La pronuncia veniva riformata dalla Corte d’Appello di Firenze che, in accoglimento del gravame interposto dalla società, dichiarava la nullità del ricorso introduttivo del giudizio per la mancata indicazione da parte dei lavoratori, dell’inquadramento contrattuale loro attribuito nei periodi in cui i rapporti di lavoro erano stati regolarizzati, nonché del c.c.n.l.. di cui veniva invocata l’applicazione per il periodo non regolarizzato, trattandosi di elementi rilevanti ai fini della determinazione delle retribuzioni spettanti; la Corte di merito deduceva altresì che pur essendo indicati i titoli per i quali venivano rivendicate le differenze retributive, non era stato specificato se il calcolo fosse stato elaborato sulla base della dedotta retribuzione convenzionale.
La cassazione di tale pronuncia è domandata da M.R.F. e T.L. sulla base di due motivi.
La società intimata non ha svolto attività difensiva.
Considerato che
1.Con il primo motivo si denuncia violazione e falsa applicazione dell’art. 414 c.p.c..
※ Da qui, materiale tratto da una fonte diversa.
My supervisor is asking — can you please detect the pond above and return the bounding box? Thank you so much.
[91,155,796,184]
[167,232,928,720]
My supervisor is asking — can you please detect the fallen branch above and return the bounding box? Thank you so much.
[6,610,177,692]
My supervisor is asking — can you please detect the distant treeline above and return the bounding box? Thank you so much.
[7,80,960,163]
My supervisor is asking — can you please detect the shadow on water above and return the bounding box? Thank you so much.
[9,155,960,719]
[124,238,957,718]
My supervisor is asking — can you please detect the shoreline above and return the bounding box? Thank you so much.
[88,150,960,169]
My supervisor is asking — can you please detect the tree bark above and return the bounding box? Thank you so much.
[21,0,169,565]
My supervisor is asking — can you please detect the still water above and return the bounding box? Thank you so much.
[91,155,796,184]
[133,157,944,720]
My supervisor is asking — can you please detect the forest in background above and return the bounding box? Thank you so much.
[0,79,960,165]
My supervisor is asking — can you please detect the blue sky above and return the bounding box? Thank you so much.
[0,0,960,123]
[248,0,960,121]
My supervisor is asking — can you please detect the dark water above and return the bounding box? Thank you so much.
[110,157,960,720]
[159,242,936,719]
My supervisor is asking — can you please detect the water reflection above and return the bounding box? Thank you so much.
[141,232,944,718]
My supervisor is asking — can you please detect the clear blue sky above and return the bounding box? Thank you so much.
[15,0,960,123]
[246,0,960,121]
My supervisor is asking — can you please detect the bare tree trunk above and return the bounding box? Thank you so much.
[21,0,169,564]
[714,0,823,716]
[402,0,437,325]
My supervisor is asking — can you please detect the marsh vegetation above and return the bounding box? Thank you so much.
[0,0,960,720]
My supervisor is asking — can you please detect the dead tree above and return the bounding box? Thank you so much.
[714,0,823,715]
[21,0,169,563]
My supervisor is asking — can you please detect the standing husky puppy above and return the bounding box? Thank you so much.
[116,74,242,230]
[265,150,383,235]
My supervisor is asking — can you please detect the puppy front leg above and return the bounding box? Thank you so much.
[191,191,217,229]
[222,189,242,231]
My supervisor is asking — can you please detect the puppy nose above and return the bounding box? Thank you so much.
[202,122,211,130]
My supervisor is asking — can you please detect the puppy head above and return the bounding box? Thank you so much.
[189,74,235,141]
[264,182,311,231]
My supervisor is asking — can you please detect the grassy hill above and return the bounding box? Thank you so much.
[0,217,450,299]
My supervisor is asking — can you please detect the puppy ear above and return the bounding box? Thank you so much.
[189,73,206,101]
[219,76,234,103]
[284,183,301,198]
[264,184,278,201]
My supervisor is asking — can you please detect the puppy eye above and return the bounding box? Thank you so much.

Si deduce che gli approdi ai quali sono pervenuti i giudici del gravame contrastino con i principi consolidati nella giurisprudenza di questa Corte, alla cui stregua, per affermare la nullità del ricorso non è sufficiente una omissione meramente formale degli elementi richiesti dai nn.3 e 4 dell’art. 414 c.p.c. essendo necessario che di essi sia impossibile l’individuazione attraverso l’esame complessivo dell’atto. Si soggiunge che la nullità è da escludersi allorchè siano indicati i periodi di attività lavorativa, l’orario di lavoro, l’inquadramento ricevuto, la somma complessivamente pretesa e i titoli in base ai quali le somme sono rivendicate, essendo irrilevante la mancata formulazione di conteggi analitici.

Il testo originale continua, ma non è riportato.